O Ministério da Fazenda e os bancos definem o modelo do Desenrola 2.0, programa para aliviar o endividamento dos brasileiros. O objetivo é chegar a um formato aprovado pela equipe econômica, com aval final do presidente Lula, que busca condições políticas para o lançamento em ano eleitoral.

Envolvem-se a Fazenda, o governo federal e instituições financeiras, com a coordenação de durigan, atual ministro da Fazenda. O foco é reduzir o peso das dívidas sem comprometer o equilíbrio fiscal. Ainda falta a assinatura presidencial para seguir adiante.

O cenário atual aponta que o endividamento das famílias continua alto. A avaliação é de que o esforço é paliativo e não resolve problemas estruturais de educação financeira. A proposta visa facilitar renegociação e acesso a crédito, observa-se.
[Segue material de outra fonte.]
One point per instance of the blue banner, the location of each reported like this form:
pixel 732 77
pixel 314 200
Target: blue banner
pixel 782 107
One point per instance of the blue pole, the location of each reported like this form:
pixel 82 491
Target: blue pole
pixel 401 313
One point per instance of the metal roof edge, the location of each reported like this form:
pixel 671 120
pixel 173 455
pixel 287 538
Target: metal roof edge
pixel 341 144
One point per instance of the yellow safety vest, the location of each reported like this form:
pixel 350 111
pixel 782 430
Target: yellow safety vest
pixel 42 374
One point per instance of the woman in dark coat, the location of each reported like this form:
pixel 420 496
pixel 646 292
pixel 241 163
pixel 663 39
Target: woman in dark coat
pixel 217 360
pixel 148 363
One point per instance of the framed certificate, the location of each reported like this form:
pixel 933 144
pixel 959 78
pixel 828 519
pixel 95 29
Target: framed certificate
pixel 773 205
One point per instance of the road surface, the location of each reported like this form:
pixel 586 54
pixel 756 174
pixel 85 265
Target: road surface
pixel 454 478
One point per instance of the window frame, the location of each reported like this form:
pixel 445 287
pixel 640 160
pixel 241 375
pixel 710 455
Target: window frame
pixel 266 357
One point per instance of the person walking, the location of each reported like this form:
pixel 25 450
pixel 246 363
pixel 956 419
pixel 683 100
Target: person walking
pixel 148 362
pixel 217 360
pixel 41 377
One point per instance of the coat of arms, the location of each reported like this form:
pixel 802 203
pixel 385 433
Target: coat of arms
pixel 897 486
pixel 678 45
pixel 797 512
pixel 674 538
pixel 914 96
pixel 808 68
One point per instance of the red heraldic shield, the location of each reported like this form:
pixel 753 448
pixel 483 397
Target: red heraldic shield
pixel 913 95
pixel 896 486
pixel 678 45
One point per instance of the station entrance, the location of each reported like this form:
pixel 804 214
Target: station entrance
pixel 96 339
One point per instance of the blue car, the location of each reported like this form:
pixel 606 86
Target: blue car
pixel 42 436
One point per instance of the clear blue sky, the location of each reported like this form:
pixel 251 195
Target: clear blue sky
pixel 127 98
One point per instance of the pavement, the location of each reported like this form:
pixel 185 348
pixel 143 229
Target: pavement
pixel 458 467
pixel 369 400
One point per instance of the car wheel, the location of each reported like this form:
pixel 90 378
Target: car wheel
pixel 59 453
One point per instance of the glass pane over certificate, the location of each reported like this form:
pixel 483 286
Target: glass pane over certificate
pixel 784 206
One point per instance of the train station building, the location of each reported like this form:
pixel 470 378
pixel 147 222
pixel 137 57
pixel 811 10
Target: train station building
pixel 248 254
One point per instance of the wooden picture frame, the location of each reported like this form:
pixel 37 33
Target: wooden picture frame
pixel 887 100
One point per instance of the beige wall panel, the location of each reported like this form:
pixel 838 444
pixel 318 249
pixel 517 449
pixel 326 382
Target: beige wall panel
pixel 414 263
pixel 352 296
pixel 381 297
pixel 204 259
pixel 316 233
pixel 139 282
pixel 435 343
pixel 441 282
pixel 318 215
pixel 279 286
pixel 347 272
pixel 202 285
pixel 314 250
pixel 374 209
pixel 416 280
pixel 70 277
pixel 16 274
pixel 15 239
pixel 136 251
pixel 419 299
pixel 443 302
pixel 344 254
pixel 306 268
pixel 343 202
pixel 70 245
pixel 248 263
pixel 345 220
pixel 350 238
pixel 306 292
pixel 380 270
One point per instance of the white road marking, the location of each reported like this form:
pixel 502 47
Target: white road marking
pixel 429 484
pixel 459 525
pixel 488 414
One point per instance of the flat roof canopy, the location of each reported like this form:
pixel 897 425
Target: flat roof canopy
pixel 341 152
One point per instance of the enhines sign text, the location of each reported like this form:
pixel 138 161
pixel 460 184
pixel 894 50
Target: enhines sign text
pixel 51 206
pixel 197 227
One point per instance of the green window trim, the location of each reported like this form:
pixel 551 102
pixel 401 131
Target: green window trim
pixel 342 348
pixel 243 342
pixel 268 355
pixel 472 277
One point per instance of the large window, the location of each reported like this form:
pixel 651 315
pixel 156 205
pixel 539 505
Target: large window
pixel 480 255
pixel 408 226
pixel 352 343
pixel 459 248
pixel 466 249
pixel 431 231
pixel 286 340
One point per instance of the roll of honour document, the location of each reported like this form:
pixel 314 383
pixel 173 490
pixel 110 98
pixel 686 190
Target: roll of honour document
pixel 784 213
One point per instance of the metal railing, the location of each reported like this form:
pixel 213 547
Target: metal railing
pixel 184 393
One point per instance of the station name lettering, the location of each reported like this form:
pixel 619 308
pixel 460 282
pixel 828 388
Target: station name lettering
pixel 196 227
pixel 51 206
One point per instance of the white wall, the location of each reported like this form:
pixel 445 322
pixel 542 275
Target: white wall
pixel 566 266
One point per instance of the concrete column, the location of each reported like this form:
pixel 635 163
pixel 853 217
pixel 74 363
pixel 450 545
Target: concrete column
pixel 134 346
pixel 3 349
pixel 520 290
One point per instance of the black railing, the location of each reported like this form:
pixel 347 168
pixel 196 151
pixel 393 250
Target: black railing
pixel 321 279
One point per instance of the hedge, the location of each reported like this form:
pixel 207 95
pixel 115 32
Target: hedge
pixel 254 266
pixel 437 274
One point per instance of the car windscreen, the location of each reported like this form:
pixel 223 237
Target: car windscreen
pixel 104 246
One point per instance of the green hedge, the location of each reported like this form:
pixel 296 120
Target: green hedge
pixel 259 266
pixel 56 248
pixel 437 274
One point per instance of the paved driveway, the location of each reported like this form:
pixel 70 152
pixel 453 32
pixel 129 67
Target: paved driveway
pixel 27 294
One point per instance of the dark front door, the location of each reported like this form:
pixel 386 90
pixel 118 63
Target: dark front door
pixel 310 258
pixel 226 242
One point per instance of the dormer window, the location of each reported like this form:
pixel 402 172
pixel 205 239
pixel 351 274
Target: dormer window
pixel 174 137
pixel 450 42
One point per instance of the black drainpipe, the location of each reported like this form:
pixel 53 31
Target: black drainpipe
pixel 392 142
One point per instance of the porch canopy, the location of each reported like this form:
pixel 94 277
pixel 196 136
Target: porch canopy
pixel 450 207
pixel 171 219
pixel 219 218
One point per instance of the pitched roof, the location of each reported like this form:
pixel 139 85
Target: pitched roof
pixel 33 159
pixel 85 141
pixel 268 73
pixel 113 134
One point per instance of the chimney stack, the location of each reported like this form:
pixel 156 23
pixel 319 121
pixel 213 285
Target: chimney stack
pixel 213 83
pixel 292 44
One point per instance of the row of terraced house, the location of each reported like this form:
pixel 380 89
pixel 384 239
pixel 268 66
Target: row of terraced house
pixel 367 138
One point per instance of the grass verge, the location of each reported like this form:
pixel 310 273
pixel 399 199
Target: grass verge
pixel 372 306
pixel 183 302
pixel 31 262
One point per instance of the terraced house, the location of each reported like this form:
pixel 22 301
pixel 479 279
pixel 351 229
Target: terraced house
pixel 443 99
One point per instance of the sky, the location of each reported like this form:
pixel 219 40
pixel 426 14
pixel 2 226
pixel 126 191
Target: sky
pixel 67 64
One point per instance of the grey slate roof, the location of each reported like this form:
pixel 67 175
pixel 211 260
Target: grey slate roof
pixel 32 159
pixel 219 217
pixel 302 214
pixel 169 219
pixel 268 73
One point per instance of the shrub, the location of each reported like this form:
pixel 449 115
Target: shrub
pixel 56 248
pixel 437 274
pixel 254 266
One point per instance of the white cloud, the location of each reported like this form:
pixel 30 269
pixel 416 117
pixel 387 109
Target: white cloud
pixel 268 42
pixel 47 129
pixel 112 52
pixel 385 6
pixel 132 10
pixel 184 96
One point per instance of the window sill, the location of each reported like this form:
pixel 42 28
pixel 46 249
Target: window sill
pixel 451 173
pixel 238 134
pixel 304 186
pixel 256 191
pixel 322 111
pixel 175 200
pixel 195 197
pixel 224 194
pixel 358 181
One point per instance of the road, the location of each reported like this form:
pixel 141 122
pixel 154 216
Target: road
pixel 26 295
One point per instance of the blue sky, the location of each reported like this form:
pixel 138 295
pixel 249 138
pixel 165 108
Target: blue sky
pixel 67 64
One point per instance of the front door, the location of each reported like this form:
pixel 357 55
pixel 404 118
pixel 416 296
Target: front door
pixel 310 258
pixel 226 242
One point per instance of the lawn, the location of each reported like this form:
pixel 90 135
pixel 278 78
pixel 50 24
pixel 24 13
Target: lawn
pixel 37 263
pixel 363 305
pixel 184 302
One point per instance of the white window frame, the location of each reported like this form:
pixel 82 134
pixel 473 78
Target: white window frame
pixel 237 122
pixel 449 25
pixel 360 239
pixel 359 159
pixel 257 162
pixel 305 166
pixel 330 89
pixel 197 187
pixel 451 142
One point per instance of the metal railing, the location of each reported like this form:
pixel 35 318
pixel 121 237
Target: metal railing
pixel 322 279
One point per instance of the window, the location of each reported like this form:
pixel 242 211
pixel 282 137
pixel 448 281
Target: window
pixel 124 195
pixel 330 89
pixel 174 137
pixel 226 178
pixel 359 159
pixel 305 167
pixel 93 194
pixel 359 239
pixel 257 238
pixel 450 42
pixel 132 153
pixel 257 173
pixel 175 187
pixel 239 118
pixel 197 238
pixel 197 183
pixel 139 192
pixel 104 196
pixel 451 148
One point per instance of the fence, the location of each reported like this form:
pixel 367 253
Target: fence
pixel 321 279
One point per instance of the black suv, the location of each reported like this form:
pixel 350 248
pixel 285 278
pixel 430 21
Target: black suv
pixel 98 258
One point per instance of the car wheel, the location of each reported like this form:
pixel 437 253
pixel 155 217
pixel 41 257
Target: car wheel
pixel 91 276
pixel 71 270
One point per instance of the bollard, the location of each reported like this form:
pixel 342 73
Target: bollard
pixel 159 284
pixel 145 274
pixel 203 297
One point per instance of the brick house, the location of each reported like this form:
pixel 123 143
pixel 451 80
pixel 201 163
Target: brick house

A despeito da ideia, o ministro Durigan avisou que não deve haver expectativa de repetição da “boia da salvação”. Ele chamou a atenção para que o recurso não seja visto como solução permanente, especialmente em ano eleitoral.

Potencial desdobramento

A análise técnica aponta que o programa pode mitigar parcelas de curto prazo, mas não substitui políticas de educação financeira. A equipe econômica pondera impactos com custos, juros e necessidade de acompanhamento. O desfecho depende da decisão presidencial.

A decisão final ainda depende de confirmação de Lula, que busca alinhar palanque e condições para o lançamento. Mecânica do Desenrola 2.0 permanece sujeita a ajustes, com foco em credores, limites de crédito e medidas de proteção ao consumidor.